Images communicate a lot more than words. Computer vision has the potential to impact almost every space we live in, by analyzing, processing and deriving usable information from images to address a wide range of applications in Customer Service, Medical Diagnosis, Manufacturing, Monitoring Urban Resources, Green Cover and Pollution Levels.
Mohana Roy Chowdhury, our next pathbreaker, Data Scientist, works on a number of problems related to OCR (Optical Character Recognition) and digitization of documents to make the process of semiconductor manufacturing more foolproof.
Mohana talks to Shyam Krishnamurthy from The Interview Portal about taking up Computer Vision because it brings together all her areas of interest – applied maths, programming and logic, along with a diverse spectrum of real world challenges to solve and learn from.
For students, focus on hands-on experience with technology during your college years, experiment with subjects and domains to get an understanding of what to expect during the later years.
Mohana, tell us about your background?
I grew up in a small town called Shibmandir, located in Darjeeling district.

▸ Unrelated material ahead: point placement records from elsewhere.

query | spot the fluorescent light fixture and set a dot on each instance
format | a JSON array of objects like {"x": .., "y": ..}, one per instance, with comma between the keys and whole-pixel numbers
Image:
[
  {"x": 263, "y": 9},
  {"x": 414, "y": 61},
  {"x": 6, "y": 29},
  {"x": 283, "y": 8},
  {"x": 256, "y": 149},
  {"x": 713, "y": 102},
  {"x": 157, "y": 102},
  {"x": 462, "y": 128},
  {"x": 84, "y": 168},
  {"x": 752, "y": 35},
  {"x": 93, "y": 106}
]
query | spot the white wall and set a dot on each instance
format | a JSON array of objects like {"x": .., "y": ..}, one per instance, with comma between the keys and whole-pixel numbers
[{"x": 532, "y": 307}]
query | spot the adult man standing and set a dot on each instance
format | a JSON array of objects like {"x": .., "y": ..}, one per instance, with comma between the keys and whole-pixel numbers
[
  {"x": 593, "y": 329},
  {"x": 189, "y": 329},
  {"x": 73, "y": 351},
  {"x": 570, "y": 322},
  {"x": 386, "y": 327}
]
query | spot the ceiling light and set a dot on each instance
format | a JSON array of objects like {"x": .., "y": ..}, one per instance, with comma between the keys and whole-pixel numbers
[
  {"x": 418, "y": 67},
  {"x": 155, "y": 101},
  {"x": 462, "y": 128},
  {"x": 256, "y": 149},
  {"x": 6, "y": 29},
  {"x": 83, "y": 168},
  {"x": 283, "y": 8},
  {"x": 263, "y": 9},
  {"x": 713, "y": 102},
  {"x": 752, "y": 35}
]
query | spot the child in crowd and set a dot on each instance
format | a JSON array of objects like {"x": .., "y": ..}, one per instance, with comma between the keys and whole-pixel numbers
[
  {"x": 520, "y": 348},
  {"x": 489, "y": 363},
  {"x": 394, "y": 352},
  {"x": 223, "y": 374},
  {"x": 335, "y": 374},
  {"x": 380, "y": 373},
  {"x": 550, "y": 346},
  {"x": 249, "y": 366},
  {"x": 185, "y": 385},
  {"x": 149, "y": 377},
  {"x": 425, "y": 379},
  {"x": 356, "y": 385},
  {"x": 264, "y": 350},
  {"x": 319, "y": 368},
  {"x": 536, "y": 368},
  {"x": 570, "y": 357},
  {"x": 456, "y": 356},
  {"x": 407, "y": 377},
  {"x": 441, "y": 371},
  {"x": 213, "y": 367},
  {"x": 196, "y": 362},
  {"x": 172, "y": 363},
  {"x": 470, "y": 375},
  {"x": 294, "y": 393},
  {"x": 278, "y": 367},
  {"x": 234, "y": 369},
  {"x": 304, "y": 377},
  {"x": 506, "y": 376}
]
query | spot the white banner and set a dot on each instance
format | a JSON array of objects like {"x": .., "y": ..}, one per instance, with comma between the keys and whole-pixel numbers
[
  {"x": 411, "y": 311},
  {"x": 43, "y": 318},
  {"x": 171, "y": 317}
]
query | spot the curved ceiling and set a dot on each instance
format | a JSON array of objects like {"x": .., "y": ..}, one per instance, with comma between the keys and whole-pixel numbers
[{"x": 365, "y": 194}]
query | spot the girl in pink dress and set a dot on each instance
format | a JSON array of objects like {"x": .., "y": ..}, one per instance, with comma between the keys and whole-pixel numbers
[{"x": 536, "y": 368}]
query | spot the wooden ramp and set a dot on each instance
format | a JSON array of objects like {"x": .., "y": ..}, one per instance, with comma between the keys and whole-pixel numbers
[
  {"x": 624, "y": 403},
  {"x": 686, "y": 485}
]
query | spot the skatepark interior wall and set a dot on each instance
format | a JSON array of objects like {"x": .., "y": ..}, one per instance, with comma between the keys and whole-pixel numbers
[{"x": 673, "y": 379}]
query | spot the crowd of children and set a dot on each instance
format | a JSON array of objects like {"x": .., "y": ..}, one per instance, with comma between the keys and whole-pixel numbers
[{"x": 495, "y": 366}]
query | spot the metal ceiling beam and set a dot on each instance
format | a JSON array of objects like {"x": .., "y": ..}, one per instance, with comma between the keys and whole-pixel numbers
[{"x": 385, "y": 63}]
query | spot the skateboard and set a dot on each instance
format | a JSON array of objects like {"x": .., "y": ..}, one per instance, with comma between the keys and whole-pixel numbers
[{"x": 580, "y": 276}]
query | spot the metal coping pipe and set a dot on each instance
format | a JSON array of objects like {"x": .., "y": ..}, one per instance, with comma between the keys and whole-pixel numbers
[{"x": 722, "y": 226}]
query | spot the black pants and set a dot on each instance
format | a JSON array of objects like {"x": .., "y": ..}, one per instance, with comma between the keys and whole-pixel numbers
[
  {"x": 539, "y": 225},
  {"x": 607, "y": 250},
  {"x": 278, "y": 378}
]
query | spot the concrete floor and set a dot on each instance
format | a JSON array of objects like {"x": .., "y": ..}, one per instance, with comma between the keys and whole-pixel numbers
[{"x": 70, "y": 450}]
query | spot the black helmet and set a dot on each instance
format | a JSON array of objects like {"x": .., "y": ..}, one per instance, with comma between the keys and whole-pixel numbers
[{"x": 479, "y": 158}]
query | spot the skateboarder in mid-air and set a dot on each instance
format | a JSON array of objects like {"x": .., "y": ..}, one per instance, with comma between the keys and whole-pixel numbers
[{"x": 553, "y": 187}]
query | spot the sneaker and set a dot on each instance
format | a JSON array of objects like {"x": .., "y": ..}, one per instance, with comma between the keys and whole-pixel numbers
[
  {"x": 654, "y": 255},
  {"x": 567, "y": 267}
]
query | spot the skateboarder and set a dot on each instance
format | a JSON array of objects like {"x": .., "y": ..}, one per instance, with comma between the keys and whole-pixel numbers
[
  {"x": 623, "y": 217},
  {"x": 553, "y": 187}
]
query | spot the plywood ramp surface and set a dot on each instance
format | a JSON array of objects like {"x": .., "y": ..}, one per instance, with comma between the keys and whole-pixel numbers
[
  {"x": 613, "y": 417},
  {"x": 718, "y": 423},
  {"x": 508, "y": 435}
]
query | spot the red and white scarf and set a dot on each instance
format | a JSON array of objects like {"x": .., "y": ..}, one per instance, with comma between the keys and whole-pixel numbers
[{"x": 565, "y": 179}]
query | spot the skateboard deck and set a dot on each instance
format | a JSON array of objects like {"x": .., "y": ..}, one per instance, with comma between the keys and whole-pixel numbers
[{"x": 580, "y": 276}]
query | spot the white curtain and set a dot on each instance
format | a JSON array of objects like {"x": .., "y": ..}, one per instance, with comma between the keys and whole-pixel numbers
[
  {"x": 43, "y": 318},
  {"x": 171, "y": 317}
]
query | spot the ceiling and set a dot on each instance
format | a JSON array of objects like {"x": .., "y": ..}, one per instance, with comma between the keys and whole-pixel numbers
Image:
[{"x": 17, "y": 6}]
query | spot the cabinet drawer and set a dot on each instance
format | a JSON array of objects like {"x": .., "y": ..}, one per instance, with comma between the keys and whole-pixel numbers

My father was employed with a Cooperative society and my mother was employed as a biology teacher. Up until middle school my performance was fairly average. Around 8th standard, my performance suddenly improved and I started ranking close to the top of my class, probably due to my growing interest in the areas of Physics, Maths and Computer programming (C++ and Java back when I sat for my ICSE). I thoroughly enjoyed the process of writing algorithms and playing around with code, finding alternative approaches for problems and testing them out on my own. Apart from school, I was enrolled in Fine Arts, Hindustani classical music, Girl scout training camps and was a regular in annual adventure camps that taught basics about hiking. After 10th I spent a few years in Kota, preparing for IIT-JEE and joined NIT Raipur in 2011 which followed a 1 year drop year from 2010-2011 after my 12th boards. My life underwent a lot of changes between 2008 and 2011 but the only thing that remained constant was my interest in Physics, Programming and Math.
What did you do for graduation/post graduation?
I graduated with a degree in Biomedical engineering. I was fairly well informed about the multidisciplinary nature and opportunities in the branch before taking it up as my field of education. The subjects I studied in college allowed me to explore different subdomains in the field and my co-curricular activities in my early years of college included participating in technical competitions and tech fests to get more hands-on experience as an engineering student. I started with combat robotics, got my hands dirty with embedded systems and biomedical instrumentation related activities, and finally was introduced to Machine Learning and Computer Vision by my Professor Dr Bikesh Singh who invited me to work along with him on a Classification project for Breast Cancer Mammograms, which sparked my interest in the field. After studying more about Medical Image processing as a part of my curriculum, I made up my mind about pursuing this field.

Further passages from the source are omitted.